R&AN: The partnership with Foxconn suggests large-scale validation – what have you learned so far about deploying AI-driven automation in high-volume, real-world factories?
SN: One of the biggest lessons is that even in high-volume factories, real world production is not as uniform as people imagine. There is still a lot of variability between parts, processes, product generations, and line conditions.
That is exactly when intelligent robotic systems, powered by AI, brings modularity and versatility to complex production processes – that previously weren’t affordable or manageable by manufacturers.
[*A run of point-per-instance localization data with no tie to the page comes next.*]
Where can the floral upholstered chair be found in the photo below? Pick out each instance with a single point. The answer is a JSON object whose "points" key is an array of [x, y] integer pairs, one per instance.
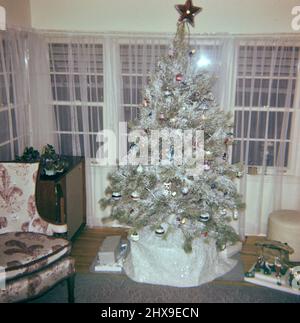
{"points": [[31, 259]]}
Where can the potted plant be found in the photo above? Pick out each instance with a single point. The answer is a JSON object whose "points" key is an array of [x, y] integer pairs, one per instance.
{"points": [[49, 168], [52, 163], [30, 155]]}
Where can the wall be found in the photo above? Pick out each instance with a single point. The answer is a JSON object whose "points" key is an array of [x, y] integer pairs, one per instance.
{"points": [[234, 16], [18, 13]]}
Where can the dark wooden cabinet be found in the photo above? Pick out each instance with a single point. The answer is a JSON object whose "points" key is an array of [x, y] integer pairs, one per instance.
{"points": [[61, 198]]}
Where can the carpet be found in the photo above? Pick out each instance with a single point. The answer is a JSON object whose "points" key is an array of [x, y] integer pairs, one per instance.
{"points": [[118, 288]]}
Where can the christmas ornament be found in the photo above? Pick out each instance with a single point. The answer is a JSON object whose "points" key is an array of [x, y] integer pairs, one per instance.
{"points": [[167, 189], [223, 212], [179, 77], [223, 247], [185, 190], [135, 196], [235, 215], [146, 103], [192, 52], [140, 169], [162, 116], [206, 167], [171, 52], [167, 92], [239, 174], [208, 155], [205, 217], [160, 231], [135, 236], [187, 12], [116, 196]]}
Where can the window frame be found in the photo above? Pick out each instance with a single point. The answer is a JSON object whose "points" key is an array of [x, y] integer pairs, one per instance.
{"points": [[293, 154], [61, 104]]}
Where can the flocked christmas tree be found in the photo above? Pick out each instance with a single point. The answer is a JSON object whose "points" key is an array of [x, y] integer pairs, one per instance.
{"points": [[179, 97]]}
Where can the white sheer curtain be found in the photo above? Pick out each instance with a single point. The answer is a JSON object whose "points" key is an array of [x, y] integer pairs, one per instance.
{"points": [[41, 122], [85, 100], [65, 88], [14, 98], [266, 114]]}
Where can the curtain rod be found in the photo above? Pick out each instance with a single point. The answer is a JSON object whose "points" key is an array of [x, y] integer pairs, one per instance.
{"points": [[162, 35]]}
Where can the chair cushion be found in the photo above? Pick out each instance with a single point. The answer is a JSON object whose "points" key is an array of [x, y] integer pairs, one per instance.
{"points": [[35, 284], [25, 252], [18, 211]]}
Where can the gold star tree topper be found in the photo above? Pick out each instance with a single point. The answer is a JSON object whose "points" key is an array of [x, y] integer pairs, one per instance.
{"points": [[188, 12]]}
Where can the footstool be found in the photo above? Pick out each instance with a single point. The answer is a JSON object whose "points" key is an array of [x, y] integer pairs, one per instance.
{"points": [[284, 226]]}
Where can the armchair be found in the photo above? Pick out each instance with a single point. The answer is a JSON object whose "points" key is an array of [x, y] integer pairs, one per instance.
{"points": [[32, 260]]}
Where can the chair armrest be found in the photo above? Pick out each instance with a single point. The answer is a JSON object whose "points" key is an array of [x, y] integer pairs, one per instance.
{"points": [[58, 228]]}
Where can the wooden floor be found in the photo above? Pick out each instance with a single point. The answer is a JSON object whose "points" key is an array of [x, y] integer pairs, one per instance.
{"points": [[86, 245]]}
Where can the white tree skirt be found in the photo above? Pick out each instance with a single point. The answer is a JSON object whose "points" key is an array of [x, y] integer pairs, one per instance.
{"points": [[154, 260]]}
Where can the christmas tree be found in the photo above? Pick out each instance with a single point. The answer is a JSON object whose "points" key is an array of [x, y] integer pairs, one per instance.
{"points": [[179, 97]]}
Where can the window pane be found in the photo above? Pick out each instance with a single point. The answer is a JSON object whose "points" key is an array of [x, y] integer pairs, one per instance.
{"points": [[4, 127], [270, 125], [262, 153], [5, 153]]}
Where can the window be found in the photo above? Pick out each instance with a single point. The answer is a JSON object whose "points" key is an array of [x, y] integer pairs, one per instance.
{"points": [[13, 100], [76, 71], [264, 104]]}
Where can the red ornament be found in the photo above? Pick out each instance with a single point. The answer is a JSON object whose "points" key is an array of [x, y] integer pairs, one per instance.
{"points": [[179, 77]]}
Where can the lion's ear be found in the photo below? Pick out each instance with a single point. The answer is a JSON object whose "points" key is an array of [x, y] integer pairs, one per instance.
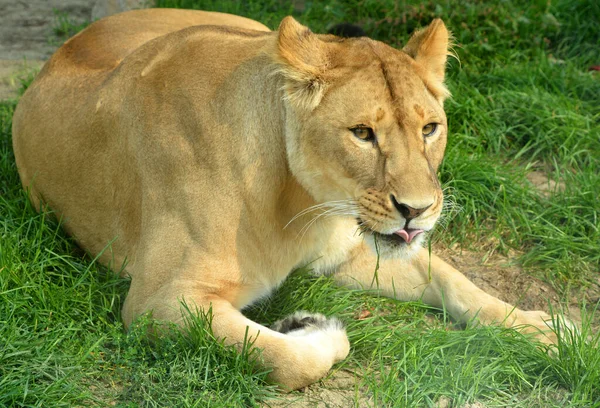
{"points": [[303, 59], [429, 48]]}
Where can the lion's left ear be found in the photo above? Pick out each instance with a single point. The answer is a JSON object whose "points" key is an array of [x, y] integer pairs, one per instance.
{"points": [[429, 47], [303, 60]]}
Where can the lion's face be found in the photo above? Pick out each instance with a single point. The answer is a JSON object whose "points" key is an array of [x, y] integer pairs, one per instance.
{"points": [[372, 143]]}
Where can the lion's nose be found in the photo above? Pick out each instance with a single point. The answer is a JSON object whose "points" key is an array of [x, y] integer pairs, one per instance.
{"points": [[407, 211]]}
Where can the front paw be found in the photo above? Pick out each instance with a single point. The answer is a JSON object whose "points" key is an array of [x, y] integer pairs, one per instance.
{"points": [[543, 326]]}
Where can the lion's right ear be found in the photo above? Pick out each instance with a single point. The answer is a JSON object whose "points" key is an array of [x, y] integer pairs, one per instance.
{"points": [[303, 60]]}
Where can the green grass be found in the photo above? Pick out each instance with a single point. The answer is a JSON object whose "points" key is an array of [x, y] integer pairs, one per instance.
{"points": [[523, 99]]}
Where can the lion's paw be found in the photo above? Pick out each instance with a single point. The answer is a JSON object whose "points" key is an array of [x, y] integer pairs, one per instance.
{"points": [[302, 323], [544, 326]]}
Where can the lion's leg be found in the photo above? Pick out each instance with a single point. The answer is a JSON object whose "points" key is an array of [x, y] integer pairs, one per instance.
{"points": [[300, 349], [428, 278]]}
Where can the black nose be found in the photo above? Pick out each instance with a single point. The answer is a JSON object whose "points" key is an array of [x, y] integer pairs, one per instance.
{"points": [[407, 211]]}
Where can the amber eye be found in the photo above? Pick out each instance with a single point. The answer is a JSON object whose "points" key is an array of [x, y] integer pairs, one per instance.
{"points": [[429, 129], [364, 133]]}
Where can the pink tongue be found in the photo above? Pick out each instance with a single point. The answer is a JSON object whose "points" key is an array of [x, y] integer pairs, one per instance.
{"points": [[408, 235]]}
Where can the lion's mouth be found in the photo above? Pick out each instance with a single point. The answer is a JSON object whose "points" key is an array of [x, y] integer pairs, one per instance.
{"points": [[403, 236]]}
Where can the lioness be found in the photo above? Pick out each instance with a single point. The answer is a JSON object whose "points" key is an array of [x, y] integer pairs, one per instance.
{"points": [[215, 159]]}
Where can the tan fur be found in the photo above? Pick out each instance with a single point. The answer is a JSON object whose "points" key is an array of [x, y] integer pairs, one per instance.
{"points": [[189, 152]]}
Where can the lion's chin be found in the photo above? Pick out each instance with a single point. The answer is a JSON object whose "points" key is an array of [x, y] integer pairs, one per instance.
{"points": [[391, 246]]}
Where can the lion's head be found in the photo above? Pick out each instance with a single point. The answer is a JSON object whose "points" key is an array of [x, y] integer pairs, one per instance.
{"points": [[366, 128]]}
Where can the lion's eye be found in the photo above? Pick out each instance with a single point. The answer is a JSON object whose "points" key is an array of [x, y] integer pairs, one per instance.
{"points": [[429, 129], [364, 133]]}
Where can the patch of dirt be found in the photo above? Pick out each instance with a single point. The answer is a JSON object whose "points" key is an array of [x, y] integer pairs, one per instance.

The ability to reconfigure and therefore repurpose manufacturing capacity on-the-fly opens up new opportunities to share infrastructure across multiple products, react quickly to unexpected shifts in demand and therefore reduce the need for higher inventory levels of finished product.
R&AN: There’s often a gap between what manufacturers need and what robotics companies are selling – where do you think the industry is still getting it wrong?
SN: I think the biggest mistake the industry makes is starting with the technology instead of the problem. There’s a tendency to generalize too early in building something that can do many things, and then assume the value will follow.
You see that especially in the push toward very general-purpose systems, where the expectation is that one solution can address a wide range of use cases. That creates a lot of excitement, but it also makes it harder to define a clear starting point and deliver real customer value, in the way they need it delivered.
There’s different value inherent to different approaches. Another path is to focus on a small number of problems, and go deep in order to prove that real-world value can be created. Only after that do they start to generalize and talk about platforms.
R&AN: Looking ahead, do you see AI making existing robots more useful, or ultimately replacing current industrial systems altogether?
SN: In the near term, it’s about making existing systems more useful. The hardware is already there, the real question is how to make it flexible enough to handle variability. That’s where AI is having an immediate impact – extending what current systems can do.
Today’s industrial robots are cheaper and better than ever. With AI they will become even more versatile and usable, including for workers without robotics experience or expertise. Robotic systems are additive, giving workers more assistance in more adaptive ways, and making current and new systems more versatile and flexible.
Over time I think it leads to a different model altogether. Instead of fixed production lines designed for a single product, you move toward more flexible, software-defined environments. Just like how manufacturing is becoming more like a data center – where you have a pool of resources, and what you produce is configured through software and can scale up or down dynamically, as needed.
But that shift will happen step by step. It starts with solving specific applications where the value is clear, then building from there toward broader orchestration across workcells, lines, and eventually larger factory operations.